PROVO — So, what about BYU’s cornerback corps?
Is it a scrap heap? Time to panic?
The injury-laden group has absorbed a myriad serious setbacks since spring practice. For starters, the Cougars lost highly touted junior college transfer Trent Trammell and star Jordan Johnson to season-ending ACL surgeries in March and August, respectively.
That's not all.
Talented freshman Jacob Hannemann elected to play pro baseball. Veteran Mike Hague has struggled with an injury for most of the year. Transfer Sam Lee hurt his back right after he got to Provo.
Then, just a few days ago, Adam Hogan, a guy who made it on the two-deep chart, tore up his quad muscles. The injury was a pitchfork toss to the top of a pile of bad news.
How bad is it?
When you bring over freshman receiver Michael Davis and slotback Eric Thornton and accept a rugby player as a walk-on to fill out the depth chart for practice and prep team, it’s a salad situation for sure.
No question the loss of Johnson was huge. The Cougars do not have another player with his kind of talent (size, speed, physicality, knowledge, experience and confidence) on the roster.
But is this a complete wreck?
Robertson Daniel looks like a good corner. He has speed, size and good coverage skills, as evidenced by his play in Wednesday’s fall camp-concluding scrimmage in which he got a pick. Skye Povey is a tough veteran with skills. And freshman Dallin Leavitt has been impressive, although this is the first time he’s played corner in his life.
I see BYU’s cornerback situation as a challenge and a test. It'll be one of the intriguing storylines of the season.
And it’s similar to a lot of past Cougar corner situations where talent and depth are thin. This can be masked and protected by playing a lot of cover-2, adding a nickel back, and playing a lot of zone.
We’ve seen those ploys before.
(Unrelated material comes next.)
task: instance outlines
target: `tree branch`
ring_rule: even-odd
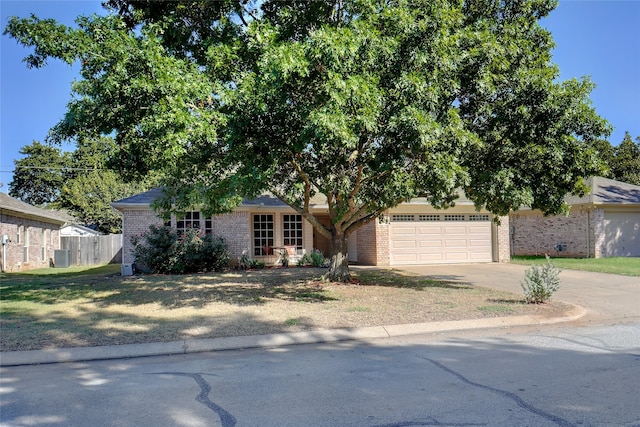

It most clearly shows itself when BYU corners give a big cushion to receivers off the line of scrimmage, protecting deep, but sacrificing some yardage early in drives.
The Cougars will also counter any possible cornerback deficiencies by using their front seven to pressure passers, the ultimate best defense in protecting the secondary.
The other deal is this matrix: Some of BYU’s most successful football teams in terms of wins in recent years have featured corners who never became household names.
In fact, as I’ve quizzed some very knowledgeable fans about this, they’ve failed. I put them on the spot to name the corners on a few BYU teams that earned at least 11 wins. This is no knock on those players. It’s simply that BYU did well without press-type corners like 1996's Omarr Morgan and Tim McTyer, whom I consider to be among the very best on the field at the same time in school history.
Here, take the test.
Name the corners who started on the 2001 team that went 12-2.
Tick, tick, tick.
How about the corners on the 2006 team that finished 11-2?
Tick, tick, tick.
Now, name the starting corners on the 11-2 team in 2007.
Tick, tick, tick.
Now name the starting corners on the 2009 squad that finished 11-2.